Here are the three problems we presented on the first day of this routine and some of the students’ thinking. (I admit we didn’t capture a lot of the thinking on our chart paper because we were just really into discussion! We want to get better at this though.)
Question 1:
2 1/2 + 1/5
We decided to start each day with a problem that would seem fairly easy to most students, but would open conversation up about an important idea. In this case we wanted students to think about mixed numbers and how the whole numbers can help us make reasonable estimates.
Question 2:
1/12 + 1/6
We’ve been doing a lot of work helping students think about which fractions are close to 0, close to 1/2 and close to 1. We want them to create mental images that include area and linear models. Some of the student thinking that came out of this was that 1/12 + 1/6 were both “kind of near zero” and “wouldn’t even be 1/2.”
Question 3:
8/9 + 1/4
This was my favorite question for eliciting fascinating student thinking. Many students talked about what an area model of 8/9 would look like and what the “missing piece” (1/9) would look like. Many said that 1/4 was too big to fit in this “missing piece” and thus the sum would be more than 1.
Here are some of the other problems we used throughout the week. We recorded some student ideas as they talked, but we got so into the talk at times, we didn’t record everything.
We did notice that students still need more experience thinking about linear models. This week we started playing the awesome Investigations game “Fraction Track” which encourages just this kind of thinking. I’ll be interested to see how experience with this game shifts some of their thinking and reasoning about fraction computation.
Today students took a district-wide multiple choice assessment. One of the questions asked students to solve 4/5+1/3. Only one the answer choices was over one! Many of the students wrote that they didn’t need to solve the whole problem or worry about finding common denominators because they knew that 4/5 + 1/5=1 and since 1/3 >1/5, the sum would be more that 1. Boo ya! Way to outsmart a test question with reasoning and number sense, kids!
Besides building number sense, this routine really built community. The game aspect of the routine (Is it over or under?!) really appealed to the kids. They loved arguing for their ideas. Also, not having to arrive at an exact answer was very inclusive of all students. Even students just developing strategies for addition of fractions were able to share their hunches. “I think it might be over because…” The risk of sharing this idea was low and students refined important ideas about fractions even around the “easy” problems.
I’m looking forward to extending this routine into subtraction with fractions!
How else would you use this routine?
Math Exchanges 
You could up it a bit and ask if the answer to a particular problem is closer to 0, 1/2, 1, 1 1/2 or 2.

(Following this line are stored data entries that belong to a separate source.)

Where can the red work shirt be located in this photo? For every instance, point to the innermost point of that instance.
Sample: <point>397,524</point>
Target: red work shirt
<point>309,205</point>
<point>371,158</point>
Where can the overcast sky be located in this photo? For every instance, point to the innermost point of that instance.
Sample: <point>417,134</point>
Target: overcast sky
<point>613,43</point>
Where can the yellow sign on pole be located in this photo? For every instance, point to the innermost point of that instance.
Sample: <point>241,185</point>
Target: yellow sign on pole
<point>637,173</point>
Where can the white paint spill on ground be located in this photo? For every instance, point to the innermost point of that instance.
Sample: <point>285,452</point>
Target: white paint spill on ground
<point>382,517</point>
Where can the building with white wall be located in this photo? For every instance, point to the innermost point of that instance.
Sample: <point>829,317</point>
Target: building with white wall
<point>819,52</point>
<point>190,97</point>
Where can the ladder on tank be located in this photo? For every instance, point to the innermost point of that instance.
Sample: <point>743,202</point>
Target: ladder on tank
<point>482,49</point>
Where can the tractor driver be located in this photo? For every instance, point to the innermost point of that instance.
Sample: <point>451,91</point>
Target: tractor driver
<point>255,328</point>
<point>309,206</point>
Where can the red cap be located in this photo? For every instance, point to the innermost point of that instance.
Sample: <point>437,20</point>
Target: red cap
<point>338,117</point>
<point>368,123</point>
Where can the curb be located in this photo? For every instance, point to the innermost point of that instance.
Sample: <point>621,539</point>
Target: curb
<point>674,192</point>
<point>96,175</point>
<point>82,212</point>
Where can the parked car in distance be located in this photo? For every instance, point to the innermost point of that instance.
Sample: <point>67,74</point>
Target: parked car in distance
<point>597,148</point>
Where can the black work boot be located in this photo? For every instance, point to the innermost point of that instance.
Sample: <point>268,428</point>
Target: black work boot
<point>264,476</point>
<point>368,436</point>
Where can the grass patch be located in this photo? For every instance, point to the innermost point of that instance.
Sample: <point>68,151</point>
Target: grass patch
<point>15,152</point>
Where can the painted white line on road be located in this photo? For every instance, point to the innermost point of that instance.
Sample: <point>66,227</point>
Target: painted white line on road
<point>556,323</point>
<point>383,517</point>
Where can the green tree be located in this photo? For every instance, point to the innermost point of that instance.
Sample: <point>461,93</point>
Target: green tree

Yes, that would be a great modification, Vince. I think the more students create that number line in their minds and understand the relationships between different fractions the stronger they get with their computation.
Thank you for linking the district assessment to the Math Exchange work that is being done in the classroom. The teachers that I support express a lot of hesitation towards math exchanges. Their focus is directly teaching the concepts that are on the assessments.

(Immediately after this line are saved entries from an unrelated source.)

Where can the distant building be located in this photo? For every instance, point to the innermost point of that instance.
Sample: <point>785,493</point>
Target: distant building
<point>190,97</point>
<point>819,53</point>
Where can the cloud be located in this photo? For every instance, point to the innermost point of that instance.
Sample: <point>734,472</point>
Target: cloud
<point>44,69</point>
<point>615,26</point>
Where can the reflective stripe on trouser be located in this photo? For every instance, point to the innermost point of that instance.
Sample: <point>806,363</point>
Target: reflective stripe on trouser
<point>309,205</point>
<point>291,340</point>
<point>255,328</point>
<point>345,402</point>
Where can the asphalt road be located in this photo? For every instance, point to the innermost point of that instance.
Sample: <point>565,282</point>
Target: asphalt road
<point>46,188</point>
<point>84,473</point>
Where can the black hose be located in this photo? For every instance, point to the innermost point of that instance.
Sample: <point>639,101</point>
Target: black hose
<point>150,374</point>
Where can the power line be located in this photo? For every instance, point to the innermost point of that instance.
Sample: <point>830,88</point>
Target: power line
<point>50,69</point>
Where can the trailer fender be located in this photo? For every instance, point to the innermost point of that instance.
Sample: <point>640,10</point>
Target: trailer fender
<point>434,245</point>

I will be sharing this blog for these teachers to ponder.
Thanks, Amy. It always feels good to see kids applying their number sense to new situations–even testing situations!
Love this framed as “Over or Under” – I will be using this idea in my fraction PD – thanks! One way you could connect this to a linear model is to use a number line with endpoints 0 and 2 on a strip of paper and a paperclip. Have students slide the paperclip along the number line to estimate the answer and justify their thinking. A lot of the same rationales that you shared with the area model will come out with the number line. I like that the students have the flexibility to revise their thinking once they partner share and can easily adjust the position of the paperclip.